Seminário Internacional Industrialização, Desindustrialização e Desenvolvimento

A política de juros altos brasileira é a grande razão para o processo de desindustrialização precoce pelo qual passa o País. A opinião é do vice-presidente da República, José Alencar, e foi expressa durante o seminário Industrialização, Desindustrialização e Desenvolvimento, realizado dia 28 de novembro, na Fiesp

(...)

O vice-presidente do Banco Interamericano de Desenvolvimento (BID), João Sayad, utilizou os juros altos adotados no País como explicação para a desindustrialização brasileira. "A política macroeconômica brasileira não privilegia o emprego e não tem escrúpulos em fixar a taxa de câmbio a valores altamente insatisfatórios".

Dólar abaixo de R$ 2 acelera desindustrialização

O dólar abaixo dos R$ 2 vai acelerar a perda de participação da indústria na economia brasileira. A avaliação é de Edgard Pereira, economista-chefe do Iedi (Instituto de Estudos para o Desenvolvimento Industrial).

(17/05/2007)


* * *

Estas foram as profecias. Agora vamos aos fatos.

Em 2007 produção industrial brasileira apresentou crescimento de 6%, alcançando 5% a.a. de crescimento médio nos últimos 4 anos, a média mais alta desde 1997.

O setor com crescimento mais acelerado foi o de bens de capital (19,5% de expansão no ano), com a produção de bens de capital para uso industrial crescendo a bagatela de 17%. Curiosamente, os empresários desmentem a Fiesp, Iedi e seus asseclas e, de forma impatriótica, resolveram investir, desmentindo a tese da desindustrialização.

Os cinco segmentos que mais cresceram foram os seguintes:

a) Máquinas e equipamentos: 17,7%;
b) Veículos automotores, 15,2%;
c) Máquinas para escritório e equipamentos de informática, 14,4%;
d) Máquinas, aparelhos e materiais elétricos, 14,0%;
e) Outros equipamentos de transporte, 13,9%.

Os cinco piores desempenhos foram registrados por:

a) Fumo, -8,1%;
b) Madeira, -3,2%;
c) Calçados e artigos de couro, -2,2%;
d) Diversos, -1,6%;
e) Material eletrônico e equipamentos de comunicação, -1,1%.

As listas são auto-explicativas, mas, como este pessoal sofre de déficit de atenção aos dados, é bom trocar em miúdos. Nenhum dos setores de crescimento mais acelerado é remotamente associado a commodities. Pelo contrário, são setores produtores de bens diferenciados com conteúdo tecnológico de médio para alto. Em contraste, entre os segmentos que tiveram pior desempenho apenas o setor de material eletrônico e equipamentos de comunicação pode se classificar como tal. Os demais segmentos se caracterizam pelo baixo conteúdo tecnológico, inclusive o sempre citado setor de couro e calçados.
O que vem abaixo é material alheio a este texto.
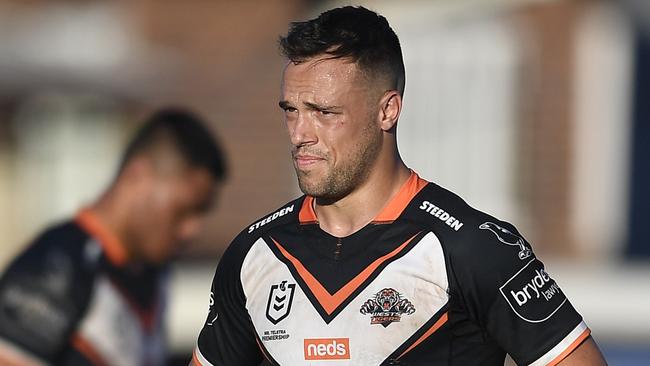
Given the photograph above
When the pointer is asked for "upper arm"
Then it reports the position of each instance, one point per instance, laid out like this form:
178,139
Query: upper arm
40,302
228,336
514,300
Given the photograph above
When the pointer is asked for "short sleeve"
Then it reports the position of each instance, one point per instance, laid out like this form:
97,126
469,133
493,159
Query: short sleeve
512,296
228,336
41,298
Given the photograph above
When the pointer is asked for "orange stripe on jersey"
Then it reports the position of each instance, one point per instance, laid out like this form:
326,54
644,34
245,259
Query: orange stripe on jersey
328,301
87,349
389,213
395,207
571,347
113,247
443,319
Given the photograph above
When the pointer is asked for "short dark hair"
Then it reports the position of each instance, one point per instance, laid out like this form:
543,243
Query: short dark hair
188,135
356,33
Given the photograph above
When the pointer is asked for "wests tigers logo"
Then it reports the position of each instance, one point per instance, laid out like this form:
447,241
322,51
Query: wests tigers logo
386,307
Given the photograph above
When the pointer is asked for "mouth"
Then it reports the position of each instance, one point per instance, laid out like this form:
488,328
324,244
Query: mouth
303,161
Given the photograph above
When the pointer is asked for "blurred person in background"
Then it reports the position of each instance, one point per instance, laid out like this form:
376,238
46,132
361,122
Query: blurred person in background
374,265
92,290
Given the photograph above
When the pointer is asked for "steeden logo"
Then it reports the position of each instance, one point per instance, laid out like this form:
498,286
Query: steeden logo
327,349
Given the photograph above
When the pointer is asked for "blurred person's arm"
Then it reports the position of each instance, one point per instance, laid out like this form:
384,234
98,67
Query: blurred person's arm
11,356
587,354
42,293
228,336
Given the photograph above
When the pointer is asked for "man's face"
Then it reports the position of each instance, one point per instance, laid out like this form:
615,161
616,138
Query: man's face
331,118
170,211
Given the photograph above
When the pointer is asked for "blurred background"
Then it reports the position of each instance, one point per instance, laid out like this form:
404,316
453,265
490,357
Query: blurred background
533,110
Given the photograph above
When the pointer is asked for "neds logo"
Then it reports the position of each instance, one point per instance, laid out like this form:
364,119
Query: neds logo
327,349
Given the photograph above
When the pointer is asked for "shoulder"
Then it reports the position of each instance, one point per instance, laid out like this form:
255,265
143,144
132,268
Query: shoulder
284,215
466,233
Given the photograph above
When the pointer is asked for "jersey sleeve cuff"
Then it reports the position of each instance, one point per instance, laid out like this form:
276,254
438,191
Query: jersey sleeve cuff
564,347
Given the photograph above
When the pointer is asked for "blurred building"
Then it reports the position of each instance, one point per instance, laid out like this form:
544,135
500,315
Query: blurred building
532,110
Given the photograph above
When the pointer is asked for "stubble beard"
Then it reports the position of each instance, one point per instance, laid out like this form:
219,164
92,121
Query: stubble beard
339,181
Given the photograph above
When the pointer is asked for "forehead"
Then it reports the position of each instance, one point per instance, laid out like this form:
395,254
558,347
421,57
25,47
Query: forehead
321,78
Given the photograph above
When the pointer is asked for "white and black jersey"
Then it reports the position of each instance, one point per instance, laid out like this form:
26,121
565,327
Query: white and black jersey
431,281
72,300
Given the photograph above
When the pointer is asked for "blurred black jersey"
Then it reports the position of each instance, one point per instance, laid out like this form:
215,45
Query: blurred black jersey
72,299
431,281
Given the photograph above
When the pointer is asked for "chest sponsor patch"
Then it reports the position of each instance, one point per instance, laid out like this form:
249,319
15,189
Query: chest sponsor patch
327,349
386,307
532,294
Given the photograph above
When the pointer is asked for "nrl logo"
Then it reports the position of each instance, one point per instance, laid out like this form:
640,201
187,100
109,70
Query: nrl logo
280,299
507,237
386,307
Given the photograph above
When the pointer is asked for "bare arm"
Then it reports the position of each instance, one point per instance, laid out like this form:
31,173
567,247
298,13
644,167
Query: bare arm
587,353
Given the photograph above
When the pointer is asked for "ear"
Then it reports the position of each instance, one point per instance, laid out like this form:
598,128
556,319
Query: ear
390,107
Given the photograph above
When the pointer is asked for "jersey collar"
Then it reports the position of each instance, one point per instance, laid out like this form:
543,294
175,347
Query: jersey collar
110,243
388,214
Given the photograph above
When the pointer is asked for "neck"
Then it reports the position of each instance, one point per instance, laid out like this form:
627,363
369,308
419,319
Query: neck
113,215
361,206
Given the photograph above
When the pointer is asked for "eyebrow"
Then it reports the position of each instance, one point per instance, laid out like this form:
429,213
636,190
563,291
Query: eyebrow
285,104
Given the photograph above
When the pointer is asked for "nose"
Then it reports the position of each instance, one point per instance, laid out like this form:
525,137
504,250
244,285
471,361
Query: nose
301,129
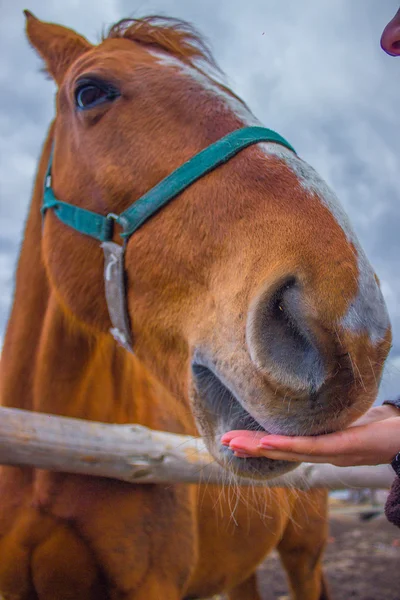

Quanto às exportações, se é verdade que o crescimento da exportação de primários alcançou 29% nos 12 meses terminados em janeiro, o crescimento da exportação de manufaturados, embora menor, atingiu 13%, no contexto em que o comércio mundial se expande a cerca de 14%. No entanto, é bom lembrar que vários produtos da pauta de manufaturas são, na verdade, commodities (suco de laranja, açúcar refinado, placas de aço), o que poderia distorcer este cálculo.

Olhando a exportação brasileira por uma ótica um tanto diferente (commodities X produtos diferenciados), observamos, nos últimos 12 meses, uma expansão de 18% das commodities contra 14% dos produtos diferenciados. Mesmo retirando das exportações de produtos diferenciados as plataformas de Petrobrás (“exportação ficta”), o crescimento dos produtos diferenciados atingiria 13%, dificilmente um sinal estagnação.

Quanto ao emprego industrial, o Caged revela a criação de 395 mil novos postos de trabalho no setor em 2007, quase 60% a mais que no ano anterior. No ano passado, de cada quatro empregos gerados, um foi criado no setor industrial. Em 2006 a indústria respondeu por um em cada cinco novos empregos. Para uma política que “não privilegia o emprego e não tem escrúpulos em fixar a taxa de câmbio a valores altamente insatisfatórios”, os resultados me parecem bastante bons.

Em suma, os profetas da desindustrialização erraram feio. Não que isto vá fazer qualquer diferença em suas “análises”, já que a conclusão já foi alcançada antes do começo do processo e as evidências empíricas em contrário são apenas aspectos irritantes de uma realidade que se recusa a se render a estas mentes superiores.